Basic Science Research
The basic science research laboratories of the Department of Dermatology are located near the Duke Dermatology clinic and the Levine Science Research Center. Our research interests are directed to address skin diseases of connective tissue, epithelial tissue and dermatological immune disorders. We use cutting edge technologies to tackle specific questions at the genetic, epigenetic and protein levels.
The laboratory of Dermatoimmunology is under the direction of Dr. Russell Hall. This laboratory is interested in the pathophysiology and molecular biology of the blistering diseases including dermatitis herpetiformis, cicatricial pemphigoid, and bullous pemphigoid and pemphigus. Studies are currently underway characterizing the mucosal immune response in patients with dermatitis herpetiformis including the patterns of cytokine and inflammatory cell activation in the skin, gut and circulation that occur in response to ingestion of wheat protein. Dr. Hall's laboratory is also investigating the pathogenesis of the auto-immune blistering diseases bullous pemphigoid and pemphigus vulgaris. These studies are directed at understand the antigenic specificity of auto-antibodies and correlation with clinical disease activity and understanding the role of B cells in the generation and maintenance of auto-antibodies. Mechanistic studies that are linked to clinical trials utilizing new therapies including rituxan and infliximab in the treatment of these diseases are ongoing.
The laboratory of Epithelial Biology and Skin Cancer Biology is under the direction of Dr. Jennifer Zhang. This laboratory uses monolayer cell culture, regenerated human skin and mouse genetic models to study 1) genetic regulatory mechanisms governing epithelial proliferation and differentiation and 2) signaling networks important for nonmelanoma and melanoma skin cancer.
The research laboratory of Dr. Chuan-Yuan Li is roughly divided into three areas: tumor response to therapy, with a special emphasis on skin cancer such as melanoma and squamous cell carcinoma where current treatment outcomes are dismal; stem cell and regenerative medicine where research is conducted to investigate novel mechanisms of stem cell biology so that knowledge gained can be translated into regenerative medicine; and finally the mechanisms of carcinogenesis, with emphasis on skin cancers, so that better strategies could be devised to prevent and treat these cancers.

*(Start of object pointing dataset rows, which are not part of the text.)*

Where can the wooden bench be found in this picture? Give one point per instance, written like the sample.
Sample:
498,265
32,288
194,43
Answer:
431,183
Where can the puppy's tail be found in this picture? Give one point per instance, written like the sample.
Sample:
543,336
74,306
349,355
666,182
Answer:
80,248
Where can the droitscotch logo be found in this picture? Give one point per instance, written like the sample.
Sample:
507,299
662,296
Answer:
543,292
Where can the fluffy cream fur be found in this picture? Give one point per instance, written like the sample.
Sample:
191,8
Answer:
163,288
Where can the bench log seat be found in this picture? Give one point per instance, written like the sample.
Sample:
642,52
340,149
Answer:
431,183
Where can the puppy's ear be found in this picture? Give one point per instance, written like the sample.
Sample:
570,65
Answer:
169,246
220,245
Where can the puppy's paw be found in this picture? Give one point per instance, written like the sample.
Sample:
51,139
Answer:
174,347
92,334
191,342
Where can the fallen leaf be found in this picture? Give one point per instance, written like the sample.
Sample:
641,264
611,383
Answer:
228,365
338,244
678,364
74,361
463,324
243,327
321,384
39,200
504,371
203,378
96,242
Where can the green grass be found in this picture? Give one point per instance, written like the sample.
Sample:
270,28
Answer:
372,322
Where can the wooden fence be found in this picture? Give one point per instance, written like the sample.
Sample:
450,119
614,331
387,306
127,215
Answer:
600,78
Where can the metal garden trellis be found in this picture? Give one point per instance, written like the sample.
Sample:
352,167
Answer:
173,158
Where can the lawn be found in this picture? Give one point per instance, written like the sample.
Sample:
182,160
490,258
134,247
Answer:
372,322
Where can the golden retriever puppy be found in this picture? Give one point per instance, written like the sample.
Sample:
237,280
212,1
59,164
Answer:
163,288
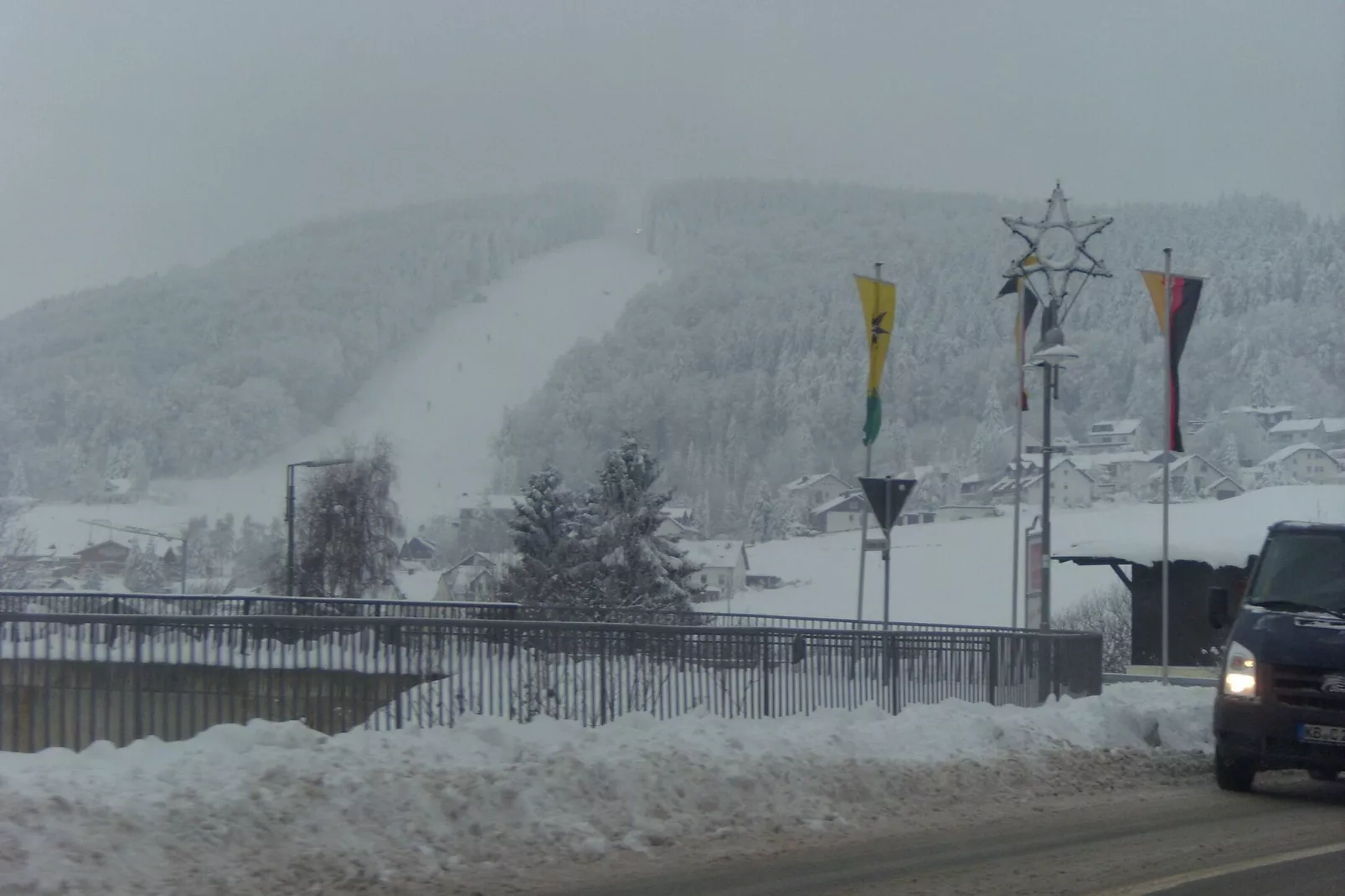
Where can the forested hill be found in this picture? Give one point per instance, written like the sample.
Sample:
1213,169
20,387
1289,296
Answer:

The laboratory of Dr. Terry Lechler is studying the morphogenesis of epithelia in the skin and intestine, two highly proliferative tissues, with focus on spindle orientation/asymmetric cell division in the epidermis, regulation of centrosomes and microtubule organization, and cell-cell adhesion. The lab studies the cell biology of how mitotic spindle positioning is controlled, how these divisions are regulated developmentally and the consequences of loss of spindle orientation on tissue development, homeostasis and regeneration. The lab is also studying both how centrosomal and non-centrosomal microtubule arrays are formed in cells, using genetics to understand the functions of these arrays, and determining how differentiation signals impact the composition and function of centrosomes and microtubules. Finally, the lab studys cell adhesion structures including adherens junctions, tight junctions and desmosomes and their interplay with underlying cytoskeletal structures.

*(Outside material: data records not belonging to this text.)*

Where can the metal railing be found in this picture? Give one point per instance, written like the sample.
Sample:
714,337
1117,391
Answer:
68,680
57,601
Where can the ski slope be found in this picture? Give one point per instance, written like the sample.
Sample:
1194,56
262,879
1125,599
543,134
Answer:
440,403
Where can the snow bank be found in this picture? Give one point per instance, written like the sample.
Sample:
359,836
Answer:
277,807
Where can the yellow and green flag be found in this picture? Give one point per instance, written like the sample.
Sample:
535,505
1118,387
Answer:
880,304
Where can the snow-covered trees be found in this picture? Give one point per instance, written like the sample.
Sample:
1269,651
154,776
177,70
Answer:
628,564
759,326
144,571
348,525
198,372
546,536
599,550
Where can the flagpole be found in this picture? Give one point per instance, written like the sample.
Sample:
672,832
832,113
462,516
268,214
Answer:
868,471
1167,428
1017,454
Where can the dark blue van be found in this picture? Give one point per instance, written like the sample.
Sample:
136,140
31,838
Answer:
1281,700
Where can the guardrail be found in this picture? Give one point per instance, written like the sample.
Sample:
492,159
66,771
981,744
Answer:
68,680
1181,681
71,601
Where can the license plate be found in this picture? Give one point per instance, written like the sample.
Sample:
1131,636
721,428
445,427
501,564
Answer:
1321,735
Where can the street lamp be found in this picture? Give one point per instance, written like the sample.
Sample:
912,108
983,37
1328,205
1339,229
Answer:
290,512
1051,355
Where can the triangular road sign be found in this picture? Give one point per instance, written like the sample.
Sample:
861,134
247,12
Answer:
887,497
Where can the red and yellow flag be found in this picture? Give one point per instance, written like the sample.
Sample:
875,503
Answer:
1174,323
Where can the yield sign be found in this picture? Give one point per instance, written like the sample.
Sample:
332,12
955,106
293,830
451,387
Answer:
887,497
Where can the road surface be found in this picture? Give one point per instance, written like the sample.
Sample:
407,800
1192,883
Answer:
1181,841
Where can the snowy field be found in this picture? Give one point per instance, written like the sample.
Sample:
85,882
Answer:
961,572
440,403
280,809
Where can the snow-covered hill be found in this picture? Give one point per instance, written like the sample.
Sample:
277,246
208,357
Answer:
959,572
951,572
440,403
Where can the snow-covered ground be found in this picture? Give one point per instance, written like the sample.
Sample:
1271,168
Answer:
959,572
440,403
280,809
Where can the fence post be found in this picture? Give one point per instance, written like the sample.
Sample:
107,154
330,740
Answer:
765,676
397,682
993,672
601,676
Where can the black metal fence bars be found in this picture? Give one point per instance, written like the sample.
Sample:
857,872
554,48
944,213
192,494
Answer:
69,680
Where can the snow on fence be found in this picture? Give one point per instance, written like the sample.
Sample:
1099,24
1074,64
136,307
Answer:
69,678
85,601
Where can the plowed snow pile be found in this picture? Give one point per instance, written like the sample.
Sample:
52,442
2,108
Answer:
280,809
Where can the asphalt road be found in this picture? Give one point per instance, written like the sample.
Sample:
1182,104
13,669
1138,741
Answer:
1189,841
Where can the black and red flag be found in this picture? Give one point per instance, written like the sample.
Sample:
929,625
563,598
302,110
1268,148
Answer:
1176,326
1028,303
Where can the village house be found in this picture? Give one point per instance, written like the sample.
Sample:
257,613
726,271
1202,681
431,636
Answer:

The laboratory of Dr. Amanda MacLeod investigates surveillance and repair function in the skin, focusing on immune regulation and modulation during skin injury, infection, and cancer. The lab identifies and characterizes key factors that regulare innate and adaptive immunity in the skin by using interdisciplinary approaches including molecular and cellular biology, and human and murine wound, infection and inflammation model systems to study how host factors drive skin barrier immunity. Also, the lab's goal is to define immune surveillance and escape mechanisms present in the human cutaneous squamous cell carcinoma (SCC) microenvironment to ultimately identify novel targets for immunotherapy.